There is a pressing need for the Federal Government and the organised private sector to pool resources to address the main issues of reconstruction and rehabilitation, in the North-East geo-political zone, in a build-up to a post-Boko Haram insurgency era.
Speaking at a quarterly induction conference of members into the Institute of Entrepreneurs, in Lagos, the Managing Director, Global Micro-Mega Consult Management Limited, Abuja, Dr.Iyk Oji, reasoned that such a development partnership, had become necessary – given the lean times that the country’s economy was in, on account of dwindling revenue from crude oil.

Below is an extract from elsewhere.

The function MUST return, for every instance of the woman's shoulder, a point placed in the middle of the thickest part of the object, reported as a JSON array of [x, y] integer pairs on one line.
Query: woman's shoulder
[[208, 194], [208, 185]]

Whatever policy and plan that government and the OPS might arrive at, Oji offered, should be aimed, with the involvement of the Bank of Industry (BIO), at meeting the humanitarian needs of the vast number of internally displaced persons (IDPs), who are gradually returning to their roots.
He listed the needs of the IDPs as shelter, clothing, food, healthcare, regular supply of potable water, psychological counselling, skill acquisition programmes – designed to inculcate entrepreneurial spirit in them, in readiness for a new life – education and, amongst others, security.
The ultimate intent of the reconstruction and rehabilitation programme, Oji said, should be to mitigate consuming corruption, inexplicable socio-economic decay – and the attendant erosion of faith, on the part of the youths, in government and politics; a situation that could be blamed for the rise of the Boko Haram insurgency.
It was Oji’s position that the humanitarian crisis in the North-East was a challenge to trustworthy entrepreneurs, within the OPS, who should be allowed access to development funds of the BOI.
Entrepreneurs, he said, were key to economic growth and sustainable development in crisis situations, and that they were needed, as Nigeria looked forward to a virile, top-ranking economy in 2020, within a system of “entrepreneurial ecosystem that can connect to government economic policy, finance, culture, market, human capital etc., to press her economic growth.
In making a case for what would be akin to entrepreneurial renaissance, as a fixed and active feature of President Muhammadu Buhari’s desire to diversify the country’s economy, Oji said that entrepreneurs were engines of economic growth, who occupy “a central position in most of the leading market economies of the world.”